Je suis celle qui t’attend.
Le séisme de magnitude 8,9 et le tsunami ont détruit le nord-est du Japon. Trois jours déjà. Il arpente une des rues principales de Kesennuma, ce qu’il en reste, un champ de ruines. Il glisse sur la terre détrempée. A la radio, le premier ministre annonce que le gouvernement japonais s’est organisé pour apporter son soutien aux victimes du séisme puis il rappelle que la priorité du gouvernement est de sauver des vies.
Lui, il pose ses mains sur la terre, regarde ses paumes et la boue qui les recouvre. Toujours le premier ministre à la radio. Il met en garde les habitants des zones côtières contre un nouveau risque de tsunami et demande à la population de se réfugier sur les hauteurs. Il indique que le gouvernement a mobilisé les Forces d’autodéfense.
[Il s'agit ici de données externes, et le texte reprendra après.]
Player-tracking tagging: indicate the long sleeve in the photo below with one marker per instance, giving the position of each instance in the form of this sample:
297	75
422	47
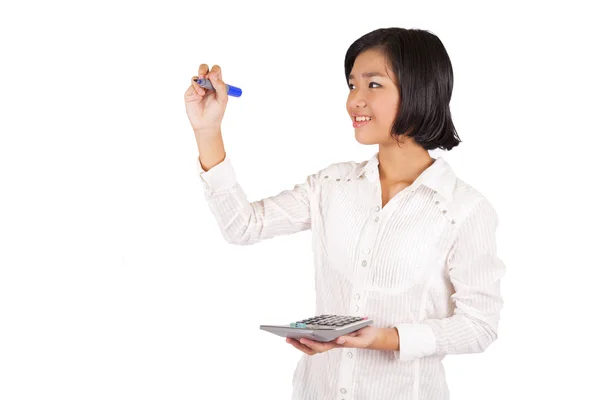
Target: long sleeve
243	222
475	271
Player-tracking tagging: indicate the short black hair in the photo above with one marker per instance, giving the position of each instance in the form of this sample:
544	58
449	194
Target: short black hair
424	78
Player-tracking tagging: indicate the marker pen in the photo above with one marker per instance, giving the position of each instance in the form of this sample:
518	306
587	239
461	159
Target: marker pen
231	90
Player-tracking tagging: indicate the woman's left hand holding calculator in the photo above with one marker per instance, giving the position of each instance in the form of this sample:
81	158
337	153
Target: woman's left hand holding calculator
361	339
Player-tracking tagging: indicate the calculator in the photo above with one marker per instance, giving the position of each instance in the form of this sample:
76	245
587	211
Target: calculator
321	328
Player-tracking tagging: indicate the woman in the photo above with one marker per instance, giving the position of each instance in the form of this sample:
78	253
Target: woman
398	237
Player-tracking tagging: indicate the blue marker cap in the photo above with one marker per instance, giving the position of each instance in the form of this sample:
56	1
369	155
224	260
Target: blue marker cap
231	90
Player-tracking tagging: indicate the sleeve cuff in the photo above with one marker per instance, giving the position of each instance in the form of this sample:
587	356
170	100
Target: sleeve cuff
416	340
221	176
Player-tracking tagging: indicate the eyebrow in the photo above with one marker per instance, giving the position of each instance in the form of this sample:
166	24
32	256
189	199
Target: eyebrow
367	74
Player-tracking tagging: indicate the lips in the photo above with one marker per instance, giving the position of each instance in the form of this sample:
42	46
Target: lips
358	124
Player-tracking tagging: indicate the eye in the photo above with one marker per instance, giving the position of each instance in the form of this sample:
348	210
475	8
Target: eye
371	83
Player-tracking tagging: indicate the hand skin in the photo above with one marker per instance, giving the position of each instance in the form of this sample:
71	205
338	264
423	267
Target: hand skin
366	338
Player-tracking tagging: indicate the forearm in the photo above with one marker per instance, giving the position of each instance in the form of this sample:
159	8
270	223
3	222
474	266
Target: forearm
386	339
210	148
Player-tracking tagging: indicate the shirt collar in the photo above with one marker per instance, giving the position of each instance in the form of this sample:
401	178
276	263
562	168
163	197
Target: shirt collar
439	176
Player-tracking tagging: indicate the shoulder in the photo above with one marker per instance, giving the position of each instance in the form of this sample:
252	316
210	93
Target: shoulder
339	171
469	203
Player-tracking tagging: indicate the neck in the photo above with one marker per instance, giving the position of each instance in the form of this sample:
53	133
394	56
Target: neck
403	164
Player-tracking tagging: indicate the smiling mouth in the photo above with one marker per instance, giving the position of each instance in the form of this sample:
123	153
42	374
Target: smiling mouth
358	124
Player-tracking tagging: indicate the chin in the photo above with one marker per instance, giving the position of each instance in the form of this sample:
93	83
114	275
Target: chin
363	138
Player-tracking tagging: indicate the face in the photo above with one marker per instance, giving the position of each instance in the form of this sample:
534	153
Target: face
373	94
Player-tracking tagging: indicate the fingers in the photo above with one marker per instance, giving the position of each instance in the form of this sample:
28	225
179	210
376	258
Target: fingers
216	71
199	89
216	79
301	347
202	70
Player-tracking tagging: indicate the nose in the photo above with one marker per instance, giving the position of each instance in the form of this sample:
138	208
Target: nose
357	100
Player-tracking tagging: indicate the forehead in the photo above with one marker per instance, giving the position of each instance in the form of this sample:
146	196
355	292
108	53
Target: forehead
370	61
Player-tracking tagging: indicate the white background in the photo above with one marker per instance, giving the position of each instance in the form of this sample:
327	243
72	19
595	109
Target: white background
115	282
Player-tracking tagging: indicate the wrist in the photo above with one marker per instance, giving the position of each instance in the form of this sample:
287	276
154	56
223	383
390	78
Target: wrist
385	339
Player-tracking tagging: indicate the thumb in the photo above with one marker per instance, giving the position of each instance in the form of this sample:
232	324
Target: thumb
343	340
220	88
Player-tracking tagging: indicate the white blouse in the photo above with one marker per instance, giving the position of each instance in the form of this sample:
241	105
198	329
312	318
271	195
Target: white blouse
425	264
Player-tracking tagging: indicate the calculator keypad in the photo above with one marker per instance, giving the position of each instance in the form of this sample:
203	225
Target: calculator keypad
326	321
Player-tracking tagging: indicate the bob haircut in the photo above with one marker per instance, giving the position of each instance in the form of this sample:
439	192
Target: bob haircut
424	78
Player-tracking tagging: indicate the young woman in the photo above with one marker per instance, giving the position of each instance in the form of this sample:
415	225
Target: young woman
398	237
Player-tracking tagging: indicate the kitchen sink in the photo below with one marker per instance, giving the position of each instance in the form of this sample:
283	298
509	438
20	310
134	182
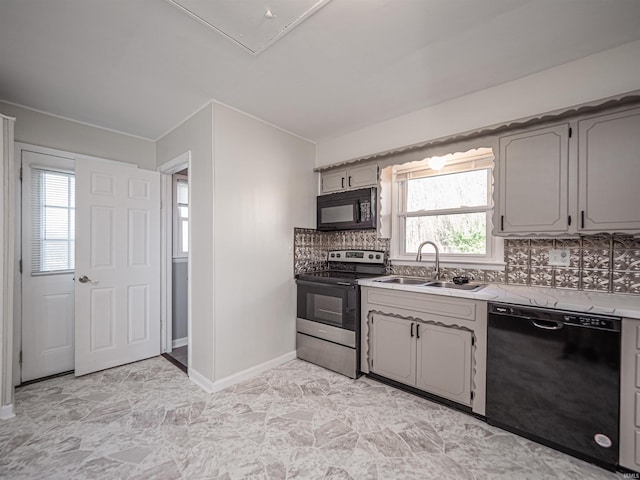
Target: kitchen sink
424	282
461	286
404	280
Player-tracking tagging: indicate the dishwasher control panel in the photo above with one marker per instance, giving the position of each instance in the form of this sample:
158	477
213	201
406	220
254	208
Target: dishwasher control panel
601	322
597	322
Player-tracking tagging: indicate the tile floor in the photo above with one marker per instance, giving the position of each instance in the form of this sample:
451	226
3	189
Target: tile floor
148	421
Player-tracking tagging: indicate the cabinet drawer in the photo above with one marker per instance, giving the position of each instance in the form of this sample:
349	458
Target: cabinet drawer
421	302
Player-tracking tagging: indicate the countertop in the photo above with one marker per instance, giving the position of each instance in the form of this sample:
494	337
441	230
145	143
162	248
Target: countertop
578	301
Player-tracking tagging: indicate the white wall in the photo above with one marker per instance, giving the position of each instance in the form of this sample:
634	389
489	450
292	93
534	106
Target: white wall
196	134
38	128
612	72
264	186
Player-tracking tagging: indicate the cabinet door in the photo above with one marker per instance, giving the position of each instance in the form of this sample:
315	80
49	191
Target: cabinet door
364	176
393	348
533	181
334	181
609	172
444	362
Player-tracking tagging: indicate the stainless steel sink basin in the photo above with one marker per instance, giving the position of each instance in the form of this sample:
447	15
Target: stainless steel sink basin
463	286
404	280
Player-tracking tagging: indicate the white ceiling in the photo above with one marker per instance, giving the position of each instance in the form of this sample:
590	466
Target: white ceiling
143	66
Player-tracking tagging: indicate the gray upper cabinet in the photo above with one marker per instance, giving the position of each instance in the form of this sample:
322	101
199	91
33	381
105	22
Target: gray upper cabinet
550	182
533	181
349	178
609	172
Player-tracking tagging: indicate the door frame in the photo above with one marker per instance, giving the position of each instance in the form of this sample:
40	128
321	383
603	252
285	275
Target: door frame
17	284
167	170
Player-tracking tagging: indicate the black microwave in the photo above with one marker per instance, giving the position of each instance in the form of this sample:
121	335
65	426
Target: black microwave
352	210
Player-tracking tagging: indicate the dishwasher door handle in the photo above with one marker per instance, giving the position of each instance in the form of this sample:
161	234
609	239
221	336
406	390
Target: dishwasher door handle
550	324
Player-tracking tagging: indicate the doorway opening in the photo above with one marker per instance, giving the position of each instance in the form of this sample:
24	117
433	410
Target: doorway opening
176	260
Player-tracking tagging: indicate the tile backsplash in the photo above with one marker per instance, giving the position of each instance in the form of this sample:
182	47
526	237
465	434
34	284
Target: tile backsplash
603	263
310	246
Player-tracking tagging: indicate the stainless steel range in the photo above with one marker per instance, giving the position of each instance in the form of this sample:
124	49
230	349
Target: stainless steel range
328	313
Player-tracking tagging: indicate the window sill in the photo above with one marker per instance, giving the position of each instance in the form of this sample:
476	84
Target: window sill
484	264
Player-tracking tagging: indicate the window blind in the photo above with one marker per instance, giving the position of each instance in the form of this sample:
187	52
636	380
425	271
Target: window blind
53	221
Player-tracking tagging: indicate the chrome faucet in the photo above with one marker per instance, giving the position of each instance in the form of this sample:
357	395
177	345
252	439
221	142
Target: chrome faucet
436	268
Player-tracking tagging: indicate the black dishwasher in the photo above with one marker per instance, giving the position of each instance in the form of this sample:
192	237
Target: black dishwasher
554	376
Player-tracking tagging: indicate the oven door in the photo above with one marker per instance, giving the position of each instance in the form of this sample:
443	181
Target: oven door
331	304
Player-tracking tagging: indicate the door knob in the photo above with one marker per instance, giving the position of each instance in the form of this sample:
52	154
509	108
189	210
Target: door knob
85	279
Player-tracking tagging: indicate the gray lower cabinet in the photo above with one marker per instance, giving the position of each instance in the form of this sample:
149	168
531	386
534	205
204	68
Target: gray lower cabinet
435	343
393	349
443	364
433	358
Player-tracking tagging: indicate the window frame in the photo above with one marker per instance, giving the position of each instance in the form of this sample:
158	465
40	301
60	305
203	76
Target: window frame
38	232
494	256
177	246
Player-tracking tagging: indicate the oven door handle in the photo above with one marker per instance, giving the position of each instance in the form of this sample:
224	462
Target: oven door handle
306	283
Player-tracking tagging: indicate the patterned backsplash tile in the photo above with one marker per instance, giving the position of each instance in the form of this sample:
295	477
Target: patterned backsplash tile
600	263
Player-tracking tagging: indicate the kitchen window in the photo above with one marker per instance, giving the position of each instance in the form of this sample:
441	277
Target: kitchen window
180	216
447	200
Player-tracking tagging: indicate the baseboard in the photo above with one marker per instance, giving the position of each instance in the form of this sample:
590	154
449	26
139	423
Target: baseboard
236	378
200	380
7	411
180	342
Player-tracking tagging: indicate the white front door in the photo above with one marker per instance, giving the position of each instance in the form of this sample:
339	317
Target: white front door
117	295
47	265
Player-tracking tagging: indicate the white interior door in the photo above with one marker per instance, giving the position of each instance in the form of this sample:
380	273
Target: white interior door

Les pompiers et la police sont chargés de la collecte d’informations.
Lui, il essuie ses mains sur son jean. Plus loin, un hélicoptère survole la zone. Il écarte un amoncellement de pierres et de débris métalliques. Il se faufile sous une poutrelle de bois qu’il ne peut soulever. Il avance et ses pensées s’envolent vers elle. Il se souvient qu’elle était grande, presque plus grande que lui, les cheveux courts, très noirs, étonnant pour une européenne, avait-il pensé la première fois qu’il l’avait vue. C’était à Osaka, il se souvient de sa longue silhouette attendant le bus en bas de la rue où il habitait.
Des mois plus tard, toujours à cet arrêt de bus, au bas de cette même rue, il y avait ce livre qu’il serrait contre lui, contre son ventre. Il l’avait acheté pour elle. Une autre elle. Comme un dernier espoir, pour lui dire, je tiens à toi, je t’offre ce livre, je veux te faire changer d’avis. Il lui avait donné. Une autre elle. Le regard dur, noir. Le bus arrivait. Elle l’avait pris du bout des doigts, comme on prend un objet sale, quelque chose dont on ne veut pas. Duras, une version en anglais, celle qu’il avait trouvée sur internet. La veille, elle avait dit : on arrête, c’est fini et elle était montée dans le bus.
Il avait donné le livre, évité son regard. Il s’était senti bien, un baroud d’honneur. Il se souvient de sa souffrance et ce geste, ce livre donné, l’avait soulagé. Il avance. Des détritus encore. Un camion citerne en équilibre sur le côté d’une route, ce qu’il reste de la route, des marques sur le sol. Il longe le camion, cherche la radio, celle de la voix, du premier ministre. Il revient sur ses pas et se rappelle ses mots à elle. "J’ai l’impression que tu trouves ça normal de se regarder souffrir", avait-elle dit avant de glisser le livre dans son sac sans regarder ni le titre, ni l’auteur, ni les belles couleurs de la couverture.
La radio grésille. Il l’aperçoit enfin, sous un tas de poutrelles métalliques. C’est une petite radio portative. Il écarte un amas de chaises et de portes cassées. Puis il s’arrête, regarde encore la ronde d’un hélicoptère au-dessus de la zone. Ses mains tremblent. Comment perdre la raison, se laisser happer par le désir, ne plus rien contrôler ? Il lui avait donné le livre comme on porte un dernier coup : lui aussi pouvait vivre et souffrir à s’en faire mal.
Après, il avait quitté Osaka. Une année sans nouvelles et il avait pensé qu’il ne la reverrait plus jamais. Il s’était fait à cette idée. Il s’était installé à Kesennuma et la vie avait été plus simple. Après, elle était revenue, elle l’avait rejoint, avait dit qu’il fallait oublier, qu’à Osaka, tout était trop compliqué. Il n’avait pas attendu de mots d’excuses, ni d’explications. Elle avait posé le livre sur la table du restaurant servant des sashimis, là où ils avaient dîné, après ce coup de fil, le premier soir de leur nouvelle vie. Elle avait dit qu’elle ne l’avait pas lu.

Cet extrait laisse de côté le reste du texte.